Dear ScorpionKing, you are always welcome.


----------



## theCaptn' (Sep 10, 2010)

Gwpch!


----------



## Dark Geared God (Sep 10, 2010)

158


----------



## Road Warrior (Sep 10, 2010)

779


----------



## maniac0614 (Sep 10, 2010)

14


----------



## World-Pharma.org (Sep 10, 2010)

Dear guys, are you are welcome...


----------



## roastchicken (Sep 11, 2010)

i made an order in august so i'm using another two numbers!

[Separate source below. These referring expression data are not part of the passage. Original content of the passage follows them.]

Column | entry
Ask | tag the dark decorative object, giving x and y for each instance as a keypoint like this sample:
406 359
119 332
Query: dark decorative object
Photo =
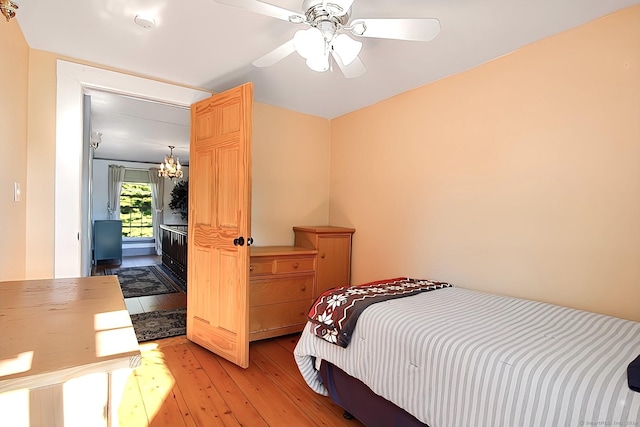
180 198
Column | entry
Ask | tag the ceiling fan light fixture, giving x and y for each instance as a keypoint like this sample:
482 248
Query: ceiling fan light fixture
309 43
319 63
346 47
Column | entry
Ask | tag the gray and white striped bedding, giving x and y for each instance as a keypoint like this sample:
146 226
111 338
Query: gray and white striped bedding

my original 247, 698 and 902

blah


----------



## Kirk B (Sep 11, 2010)

roastchicken said:


> i made an order in august so i'm using another two numbers!
> 
> my original 247, 698 and 902
> 
> blah



so if we placed an order in aug we get 3 #  also?


----------



## sustanite (Sep 11, 2010)

370


----------



## World-Pharma.org (Sep 11, 2010)

Dear Kirk B, as you can read only September!


----------



## Kirk B (Sep 11, 2010)

aww man


----------



## maniac0614 (Sep 11, 2010)

When are you announcing the winner!!!


----------



## World-Pharma.org (Sep 12, 2010)

end of september!


----------



## maniac0614 (Sep 12, 2010)

k thanks


----------



## World-Pharma.org (Sep 12, 2010)

Dear maniac0614, you are welcome! make order in September and you can use 3 numbers for lottery!

best-regards

wp


----------



## Krys (Sep 12, 2010)

World-Pharma.org said:


> end of september!



so long


----------



## big keith (Sep 12, 2010)

171


----------



## Tim1985 (Sep 12, 2010)

396


----------



## World-Pharma.org (Sep 12, 2010)

Dear Krys its long,but its will be 3 x 10ml. FREE...Human gear. 30ml


----------



## srbijadotokija (Sep 12, 2010)

maniac0614 said:


> When are you announcing the winner!!!




He is waiting for his roommate to choose # and that will be winner.


----------



## blazeftp (Sep 13, 2010)

999


----------



## CG (Sep 13, 2010)

218


----------



## paolo584 (Sep 14, 2010)

731


----------



## pyes (Sep 14, 2010)

unclem said:


> 333


 
Whoa brother, that is my number. I swear to god lol. I guess i will have to go with 222 then lol.


----------



## World-Pharma.org (Sep 14, 2010)

Dear members,send your friends here to this forum so they can win nice prize!

best-regards

wp


----------



## blazeftp (Sep 14, 2010)

World-Pharma.org said:


> Dear members,send your friends here to this forum so they can win nice prize!
> 
> best-regards
> 
> wp



why would i want them to win 

I want to win


----------



## mystictrunks (Sep 14, 2010)

732


----------



## Dark Geared God (Sep 14, 2010)

365


----------



## World-Pharma.org (Sep 14, 2010)

You guys are all welcome...
make order in September with us and take 3 more numbers..so its more easy to win!


----------



## cbohning (Sep 14, 2010)

888


----------



## Mags (Sep 15, 2010)

342


----------



## World-Pharma.org (Sep 19, 2010)

big bump.10 more days.


----------



## World-Pharma.org (Sep 23, 2010)

7 days out.


----------



## The Foundation (Sep 23, 2010)

902


----------



## shy (Sep 23, 2010)

132


----------



## World-Pharma.org (Sep 23, 2010)

Refs your friends to ironmagazineforums.com  forum.


----------



## pimprn (Sep 23, 2010)

724


----------



## jmorrison (Sep 23, 2010)

955

Id be happy to give you a run and a log!


----------



## Dark Geared God (Sep 24, 2010)

how can i be down with the free gears


----------



## cbohning (Sep 24, 2010)

do I get xtra number if I just made order?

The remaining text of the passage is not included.